Hanson’s call to ‘hide’ children with autism misguided
Senator Pauline Hanson’s call yesterday to remove children with Autism from mainstream classrooms attempts to over-simplify a complicated issue, feeding into people’s ignorance.
That’s the perspective of Barrie Elvish, Chief Executive of are-able, a regional Victorian employment and disability services agency that has, for more than 20 years, helped people of all abilities find their place in local communities.
He said that marginalising or ‘hiding away’ children with special needs could be detrimental to their development, and also threatened to inhibit other children’s emotional understanding and tolerance of people who had different needs to theirs.
“Senator Pauline Hanson’s recent comments suggesting that autistic children should be removed from mainstream classrooms are not only unfortunate in the message they convey, but also because they are based on ignorance of the multiple conditions that comprise Autism.

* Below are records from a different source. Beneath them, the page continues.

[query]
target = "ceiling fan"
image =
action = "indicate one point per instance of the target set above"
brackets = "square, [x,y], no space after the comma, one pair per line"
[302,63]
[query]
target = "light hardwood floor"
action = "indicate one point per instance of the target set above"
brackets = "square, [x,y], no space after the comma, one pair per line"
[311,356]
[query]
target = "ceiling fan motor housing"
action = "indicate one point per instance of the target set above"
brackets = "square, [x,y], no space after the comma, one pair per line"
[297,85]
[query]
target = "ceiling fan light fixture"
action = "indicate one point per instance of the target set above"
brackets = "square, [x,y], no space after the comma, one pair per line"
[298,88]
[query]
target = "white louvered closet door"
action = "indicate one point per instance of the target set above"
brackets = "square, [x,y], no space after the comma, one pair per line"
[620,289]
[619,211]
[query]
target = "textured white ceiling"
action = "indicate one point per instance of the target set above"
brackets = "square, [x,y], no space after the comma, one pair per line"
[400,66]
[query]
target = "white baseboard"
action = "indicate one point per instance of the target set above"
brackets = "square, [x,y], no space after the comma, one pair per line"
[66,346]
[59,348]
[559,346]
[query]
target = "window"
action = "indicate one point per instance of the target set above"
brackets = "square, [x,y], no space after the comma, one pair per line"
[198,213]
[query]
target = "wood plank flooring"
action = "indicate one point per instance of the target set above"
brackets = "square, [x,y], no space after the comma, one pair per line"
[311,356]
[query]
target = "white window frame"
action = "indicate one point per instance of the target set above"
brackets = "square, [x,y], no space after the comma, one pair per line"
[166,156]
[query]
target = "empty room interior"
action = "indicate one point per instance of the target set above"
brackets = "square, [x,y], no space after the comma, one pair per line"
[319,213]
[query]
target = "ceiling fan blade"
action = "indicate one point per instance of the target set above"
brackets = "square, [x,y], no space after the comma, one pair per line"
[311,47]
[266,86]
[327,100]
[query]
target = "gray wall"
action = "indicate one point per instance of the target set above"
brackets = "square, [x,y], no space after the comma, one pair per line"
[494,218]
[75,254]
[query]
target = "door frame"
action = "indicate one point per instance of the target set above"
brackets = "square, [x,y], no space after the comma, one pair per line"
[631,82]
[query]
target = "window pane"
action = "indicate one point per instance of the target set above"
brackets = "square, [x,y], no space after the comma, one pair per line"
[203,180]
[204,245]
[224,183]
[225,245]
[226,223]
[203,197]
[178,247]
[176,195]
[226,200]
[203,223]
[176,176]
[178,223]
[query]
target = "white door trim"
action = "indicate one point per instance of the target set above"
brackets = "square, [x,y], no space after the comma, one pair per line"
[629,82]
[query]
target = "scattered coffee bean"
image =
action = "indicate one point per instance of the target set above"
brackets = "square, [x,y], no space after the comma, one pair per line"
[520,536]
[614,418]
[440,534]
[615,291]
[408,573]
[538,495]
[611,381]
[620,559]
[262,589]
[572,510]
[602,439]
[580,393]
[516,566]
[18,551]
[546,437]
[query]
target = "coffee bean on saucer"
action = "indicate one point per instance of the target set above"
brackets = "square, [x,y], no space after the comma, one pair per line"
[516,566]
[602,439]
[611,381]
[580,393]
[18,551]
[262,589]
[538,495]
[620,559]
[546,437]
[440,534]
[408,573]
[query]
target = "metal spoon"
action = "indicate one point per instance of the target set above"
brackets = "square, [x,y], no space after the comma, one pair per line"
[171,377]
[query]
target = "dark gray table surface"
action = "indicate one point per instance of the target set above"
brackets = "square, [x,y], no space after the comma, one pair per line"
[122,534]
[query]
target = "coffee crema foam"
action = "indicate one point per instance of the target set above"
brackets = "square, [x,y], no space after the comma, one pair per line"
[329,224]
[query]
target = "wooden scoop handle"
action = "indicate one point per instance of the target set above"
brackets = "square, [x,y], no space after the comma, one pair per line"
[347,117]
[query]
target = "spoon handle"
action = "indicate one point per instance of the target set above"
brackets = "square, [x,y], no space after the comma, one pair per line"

“Autism comprises a broad spectrum of behavioural characteristics from low level Asperger’s to low functioning autism, the latter often associated with unrelated conditions including intellectual disability,” Mr Elvish explained.
“Education authorities across all states and political persuasions determined years ago that all children should be given equal opportunity to develop their full potential and bring their unique attributes to wider school communities.
“Marginalising or hiding away children with special needs in special schools is potentially detrimental to their social and emotional development and their general inclusion in mainstream society. It also denies the opportunity for other children to learn that a community is made up of a diverse range of personalities, characteristic and abilities,” he said.
“Given that Gonski Mark 2 has just been endorsed with the support of Senator Hanson and her One Nation colleagues in the same venue that Senator Hanson made her comments it is more than a little ironic that she is now calling for the exclusion of some students.
“In a compassionate and egalitarian society Autistic children, as with the majority of children with special needs, deserve their place in mainstream education. Any extra demands this inclusion may entail can be addressed through additional professional development and support for classroom teachers, their special needs assistants, and the schools in which they teach. As an ex teacher and having ongoing experience and interactions with autistic people I sincerely believe Australia as a society is better than this.”